Cruz And His Crusade To Derail The Health Law
According to press reports, just as Sen. Ted Cruz, R-Texas, was stirring up interest among the tea party and other grass roots conservatives, his anti-health law strategy was also causing differences among his GOP colleagues.
Los Angeles Times: Ted Cruz's Senate Talkathon Is Over, But He's Still Talking
He said he hoped the public would carry his message of opposition to President Obama's health care law and pressure Republicans to support his drive to prevent federal spending on it. "At this point, the debate is in the hands of the American people," said Cruz, who even in the halls of the Capitol sounded as if he were still speaking in the chamber. "At this point, I think I have spoken long enough." But he hadn't. Within the hour, he was on Rush Limbaugh's afternoon radio talk show (Memoli, 9/25).
The New York Times: Cruz, Tea Party Hero, Rankles Senate G.O.P. Colleagues
Ted Cruz’s crusade to dismantle President Obama’s health care law has helped cement his status as an emerging hero of the Tea Party and conservative grass roots.

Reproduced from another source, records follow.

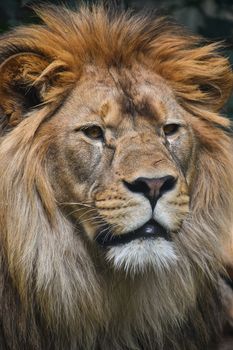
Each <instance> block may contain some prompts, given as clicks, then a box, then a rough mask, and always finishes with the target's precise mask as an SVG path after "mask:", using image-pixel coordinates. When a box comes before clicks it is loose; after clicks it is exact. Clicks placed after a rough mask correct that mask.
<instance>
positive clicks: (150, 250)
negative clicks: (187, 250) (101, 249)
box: [106, 238, 178, 274]
mask: <svg viewBox="0 0 233 350" xmlns="http://www.w3.org/2000/svg"><path fill="white" fill-rule="evenodd" d="M106 255H107V256H106V257H107V260H108V261H110V262H111V263H112V264H113V266H114V268H115V269H116V270H122V269H123V270H125V271H126V272H127V273H130V274H138V273H143V272H145V271H146V269H148V268H153V270H155V271H158V270H162V269H166V270H168V269H169V268H170V267H171V265H174V264H176V262H177V260H178V255H177V253H176V251H175V246H174V243H172V242H170V241H167V240H165V239H163V238H157V239H147V240H140V239H136V240H133V241H131V242H129V243H126V244H122V245H119V246H114V247H111V248H109V249H108V251H107V254H106Z"/></svg>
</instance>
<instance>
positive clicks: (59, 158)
mask: <svg viewBox="0 0 233 350" xmlns="http://www.w3.org/2000/svg"><path fill="white" fill-rule="evenodd" d="M89 69H90V68H89ZM137 70H138V67H137V69H135V70H132V71H126V74H127V76H128V77H127V78H126V79H125V78H122V75H123V74H124V72H121V74H119V76H117V74H116V72H114V73H112V74H115V77H114V79H115V80H116V79H118V81H119V84H120V86H121V87H122V86H123V87H122V88H116V86H115V82H114V81H113V78H112V76H111V75H110V76H108V74H107V72H104V75H105V76H107V79H106V81H105V82H104V83H103V82H101V83H100V82H99V80H100V76H99V75H98V73H94V72H91V73H92V81H91V82H90V81H89V80H87V81H86V80H84V81H83V82H79V86H78V87H77V88H76V90H74V92H73V94H72V96H71V97H70V98H69V100H68V101H67V102H66V105H65V106H64V107H63V108H62V109H61V111H60V112H59V113H58V115H57V116H55V117H54V123H56V125H54V128H55V130H56V133H55V137H54V138H55V141H54V144H53V154H54V148H55V149H56V155H58V163H57V162H56V167H55V168H54V167H53V164H52V163H53V162H52V160H51V162H50V164H51V168H52V170H53V171H52V173H53V174H56V183H55V184H54V189H55V192H56V196H57V200H58V202H59V203H61V205H62V207H63V208H65V212H66V214H67V215H68V218H69V217H72V218H73V220H75V221H76V223H77V224H78V225H79V228H81V230H83V231H84V232H85V235H86V236H88V239H89V240H91V241H92V243H93V245H96V247H97V249H98V250H101V252H102V253H103V255H104V256H105V259H106V260H107V261H108V262H110V263H111V264H113V266H114V267H115V269H118V270H119V269H123V270H125V271H127V272H131V273H133V274H135V273H137V272H143V271H144V270H145V269H147V268H149V269H150V268H153V269H155V270H157V269H164V268H165V269H168V268H169V267H170V266H171V265H174V264H176V263H177V260H178V259H179V255H180V254H179V249H177V243H176V239H175V238H176V235H178V234H179V231H180V228H181V226H182V223H183V220H184V218H185V217H186V216H187V214H188V211H189V193H188V184H187V183H188V182H189V181H190V178H191V173H190V172H189V171H188V169H189V168H190V167H189V158H190V156H191V153H192V152H193V148H194V145H193V144H194V142H193V139H192V133H191V132H190V130H189V128H188V126H187V122H186V120H185V118H184V111H183V110H182V109H181V108H180V107H179V106H178V105H177V103H176V101H175V98H174V97H173V95H172V93H171V91H170V90H169V88H168V87H167V86H166V84H165V83H164V81H163V80H162V79H161V78H160V77H158V76H157V75H156V74H152V75H151V73H150V72H148V71H147V70H145V69H140V73H138V74H136V71H137ZM101 73H102V75H103V72H101ZM132 76H133V77H134V78H132ZM133 79H134V81H133ZM145 79H147V84H145V83H144V80H145ZM132 85H133V88H132ZM125 89H126V90H127V91H126V90H125ZM90 96H92V99H91V100H90ZM155 96H156V98H155ZM67 110H69V115H67V114H66V113H67V112H66V111H67ZM173 124H174V125H178V129H177V130H176V132H174V133H171V135H165V134H164V129H163V128H164V126H165V125H173ZM93 125H94V128H96V129H94V130H93V129H92V128H93ZM98 128H101V129H98ZM101 130H102V134H101V135H98V133H101ZM96 135H97V136H98V137H96ZM51 159H52V158H51ZM53 177H54V175H53ZM67 179H68V185H67ZM138 179H139V182H138ZM140 179H149V180H150V179H155V180H156V181H157V180H159V181H160V179H168V180H166V181H165V180H162V181H164V183H163V184H162V185H161V188H162V189H163V188H164V191H162V190H161V193H159V195H158V196H157V197H156V196H155V197H156V198H155V203H154V204H151V203H150V198H149V199H148V197H147V192H146V191H147V190H148V189H147V188H146V186H147V185H146V182H145V181H144V180H143V181H141V180H140ZM171 179H172V180H171ZM53 181H54V179H53ZM146 181H147V180H146ZM135 182H136V185H135ZM138 186H139V187H138ZM131 187H132V188H131ZM67 189H68V190H67ZM70 213H71V214H70ZM150 231H152V234H150ZM148 232H149V235H148ZM136 237H137V239H136ZM178 248H179V247H178Z"/></svg>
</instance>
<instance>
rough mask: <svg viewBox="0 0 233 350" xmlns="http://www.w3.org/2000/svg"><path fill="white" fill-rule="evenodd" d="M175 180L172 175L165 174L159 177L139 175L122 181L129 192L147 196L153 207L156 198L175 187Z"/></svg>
mask: <svg viewBox="0 0 233 350" xmlns="http://www.w3.org/2000/svg"><path fill="white" fill-rule="evenodd" d="M176 180H177V179H176V178H175V177H174V176H171V175H167V176H163V177H159V178H147V177H139V178H137V179H136V180H134V181H133V182H127V181H124V183H125V185H126V187H127V188H128V189H129V190H130V191H131V192H134V193H142V194H143V195H144V196H145V197H146V198H148V199H149V201H150V203H151V206H152V208H153V209H154V207H155V205H156V203H157V201H158V199H159V198H160V197H161V196H162V195H163V194H164V193H166V192H168V191H170V190H172V189H173V188H174V187H175V184H176Z"/></svg>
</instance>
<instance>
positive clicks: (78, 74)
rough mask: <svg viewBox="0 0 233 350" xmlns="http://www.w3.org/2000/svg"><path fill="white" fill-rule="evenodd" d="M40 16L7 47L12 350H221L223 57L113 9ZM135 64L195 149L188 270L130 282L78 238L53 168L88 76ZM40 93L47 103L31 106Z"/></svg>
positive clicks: (213, 44)
mask: <svg viewBox="0 0 233 350" xmlns="http://www.w3.org/2000/svg"><path fill="white" fill-rule="evenodd" d="M38 13H39V15H40V17H41V18H42V20H43V24H42V25H35V26H29V27H20V28H18V29H16V30H14V31H12V32H11V33H9V34H7V35H5V36H3V37H2V38H1V41H0V60H1V66H0V76H1V87H0V108H1V111H2V120H1V127H2V130H1V132H2V136H1V143H0V163H1V169H0V178H1V182H0V206H1V212H0V232H1V235H0V240H1V244H0V247H1V265H0V268H1V271H0V281H1V282H0V342H1V349H4V350H5V349H11V350H14V349H15V350H18V349H40V350H42V349H43V350H44V349H64V350H65V349H85V350H90V349H104V350H107V349H113V350H114V349H115V350H121V349H122V350H125V349H141V350H142V349H143V350H146V349H148V350H150V349H151V350H152V349H158V350H161V349H164V350H165V349H166V350H167V349H172V350H173V349H177V350H187V349H189V350H200V349H207V348H209V349H213V345H212V341H214V342H215V341H216V339H217V336H218V333H219V332H220V330H221V322H222V318H221V317H222V316H221V312H222V311H221V303H220V292H219V290H218V283H217V281H218V278H219V273H220V272H221V271H222V262H221V259H222V258H221V247H220V243H221V242H222V240H224V239H229V237H230V234H229V233H230V227H231V226H232V212H233V176H232V174H233V159H232V157H233V149H232V140H231V136H230V133H229V121H228V120H227V119H226V118H224V117H222V116H221V115H220V114H219V110H220V109H221V108H222V106H223V105H224V103H225V102H226V100H227V98H228V96H229V94H230V90H231V88H232V80H233V79H232V72H231V69H230V67H229V63H228V61H227V59H226V58H224V57H222V56H221V55H220V54H219V53H218V51H217V49H218V45H217V44H203V43H202V42H201V40H200V39H199V38H197V37H192V36H190V35H185V34H183V32H181V30H180V29H179V28H177V27H176V26H173V25H171V24H169V23H167V21H166V20H165V19H161V18H159V19H157V18H156V17H155V18H154V17H153V16H151V17H150V16H147V15H146V16H143V15H134V16H133V15H130V14H113V13H108V12H106V11H105V10H104V9H103V8H102V7H93V8H92V9H87V8H82V9H81V10H80V11H78V12H72V11H70V10H67V9H65V8H63V9H61V8H59V7H58V8H56V7H55V8H54V7H51V8H46V9H44V10H41V9H40V10H38ZM135 65H138V66H140V67H143V69H144V67H145V69H148V70H149V71H150V72H153V73H155V74H157V75H158V76H160V77H161V78H162V79H163V81H164V82H165V83H164V84H165V85H166V84H167V85H168V86H169V88H170V89H171V91H172V93H173V94H174V100H176V101H178V104H179V105H180V106H181V107H182V108H183V110H185V111H186V112H187V115H188V117H187V120H188V121H189V125H190V128H191V129H192V132H193V135H194V139H195V145H196V147H195V154H193V155H192V163H191V165H192V169H189V174H190V180H189V191H190V214H188V215H187V217H186V218H185V220H184V221H183V222H182V226H181V228H180V230H179V233H178V234H177V235H176V237H175V238H174V239H175V242H176V247H177V255H178V256H179V257H180V258H179V259H178V261H177V262H176V263H175V264H174V265H171V266H169V269H168V270H166V269H165V268H162V269H158V270H152V271H151V270H146V271H145V272H144V273H143V274H138V275H134V276H130V275H127V274H125V272H124V271H118V272H116V271H115V270H114V268H113V267H112V266H111V265H110V264H109V265H108V264H107V263H106V262H105V261H103V256H102V255H101V254H98V253H97V252H96V250H95V248H93V246H92V244H91V243H90V242H89V240H88V238H87V237H83V236H85V232H82V234H77V230H76V228H75V223H74V221H73V220H71V219H70V217H69V216H66V212H65V211H63V210H62V207H61V206H59V205H58V201H57V198H56V196H55V193H54V192H55V189H54V181H53V173H52V172H51V169H50V168H51V162H54V161H55V162H56V157H52V156H51V152H52V151H51V148H52V146H53V140H54V138H55V137H56V135H55V133H54V129H56V120H54V121H53V115H54V114H55V113H56V111H57V110H58V109H60V110H62V108H63V106H69V104H68V105H65V103H66V102H67V100H69V97H70V96H71V94H72V93H74V91H75V87H77V86H78V85H79V81H81V80H82V81H85V79H87V80H88V81H90V80H91V78H90V74H89V75H86V71H87V70H88V69H89V68H88V67H94V69H96V70H97V71H98V70H99V71H100V72H102V71H108V70H110V69H111V68H112V67H117V69H118V70H120V69H121V68H122V67H123V68H124V69H127V70H129V71H130V70H132V72H133V71H134V69H135V68H134V67H135ZM123 68H122V69H123ZM100 76H101V74H100ZM104 79H105V76H103V80H104ZM33 89H34V90H35V94H36V99H38V101H39V104H37V105H36V106H34V105H30V106H28V105H27V103H29V102H30V101H31V100H30V101H29V102H28V101H27V103H26V102H25V101H26V97H27V94H28V93H30V91H34V90H33ZM31 98H32V97H31ZM63 111H64V112H63V113H67V111H68V109H67V108H64V109H63ZM103 113H105V112H103ZM190 142H191V141H190ZM142 147H143V146H142ZM48 154H50V156H48ZM54 166H55V165H54ZM80 171H81V169H80ZM67 179H68V177H67ZM67 186H68V187H69V185H67ZM70 200H71V199H70ZM84 204H85V203H84ZM83 234H84V235H83Z"/></svg>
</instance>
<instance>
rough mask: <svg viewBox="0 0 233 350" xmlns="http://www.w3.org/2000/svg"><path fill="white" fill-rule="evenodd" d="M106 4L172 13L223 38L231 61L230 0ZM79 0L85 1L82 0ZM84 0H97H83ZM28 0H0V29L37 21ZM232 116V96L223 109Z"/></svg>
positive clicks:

But it is stoking resentment and derision from many other Republicans, including his own Senate colleagues, who see his campaign as impractical, self-interested and potentially damaging to the party’s electoral efforts in 2014 and beyond (Peters, 9/25).
The Associated Press: GOP Definer Or Divider? Either Way, Cruz Puts Forth Conservative Case Against Obamacare
Stunt or principled stand, Sen. Ted Cruz’s talkathon against Obamacare scored 21 hours of cable television time to describe the president’s signature law in the most conservative terms. By noon Wednesday when the Texas freshman finally sat down, tea party groups supporting him were in full fundraising mode (Kellman, 9/25).
The New York Times: A New Senator Stops Talking, And A Vote On Spending Nears
On Sunday he made clear that he opposed cutting off debate — called cloture — unless the majority leader, Harry Reid, agreed that 60 votes be required to strip the bill of language that would gut the health care law. On “Fox News Sunday,” Mr. Cruz, a freshman from Texas, declared his opposition to “any vote for cloture, any vote to allow Harry Reid to add funding for Obamacare with just a 51-vote threshold.” “A vote for cloture is a vote for Obamacare,” Mr. Cruz said. Yet after the vote on Wednesday, Senator Mike Lee, Republican of Utah, said Mr. Cruz had never intended to oppose the motion to take up the bill, an assertion contradicted by Mr. Cruz’s words and procedural motions for days before the tally (Weisman, 9/25).
Texas Tribune: Cruz's Speech Further Propels Him Into National Spotlight
For more than 21 hours, U.S. Sen. Ted Cruz spoke about why the nation should defund the Affordable Care Act, commonly known as "Obamacare." And although his floor speech might not succeed in accomplishing that policy goal, the national spotlight is squarely on the freshman senator from Texas who is considered a possible presidential contender in 2016. ... "He's now going to be the leading national politician fighting Obamacare, and that’s extraordinarily valuable territory to own," said Republican political consultant Matt Mackowiak of Austin. "We have some strong conservatives for 2016, but few of them have fought for something in a meaningful way" (MacLaggan, 9/25).
CBS News: Ted Cruz’s Epic Speech, Fact Checked
Throughout Tuesday night and Wednesday morning, assisted at times by his conservative colleagues, (Sen. Ted) Cruz (R-Texas) bemoaned the impact of the health care law, hailed his efforts to stop it, and to fill time, he rambled on about some of his favorite movies and children's books. Some of his remarks -- including the very insistence the Senate can defund the health care law -- took some liberties with the truth. Here's a look at some of Cruz's questionable statements (Condon, 9/25).
Miami Herald: Sen. Marco Rubio Plays Tag Team With Sen. Ted Cruz In Slamming Obamacare On Senate Floor
And at 6 a.m. Wednesday, just as most people were waking up on the East Coast and just in time for the morning news programs, Rubio took to the Senate floor to relieve Sen. Ted Cruz quasi-filibuster over Obamacare. For nearly an hour, as the semi-filibuster entered its 16th hour, Rubio spoke without notes and gave a standard but impassioned stump speech that hopped from the American Dream to broken schools to free enterprise to Obamacare to debt (Caputo, 9/25).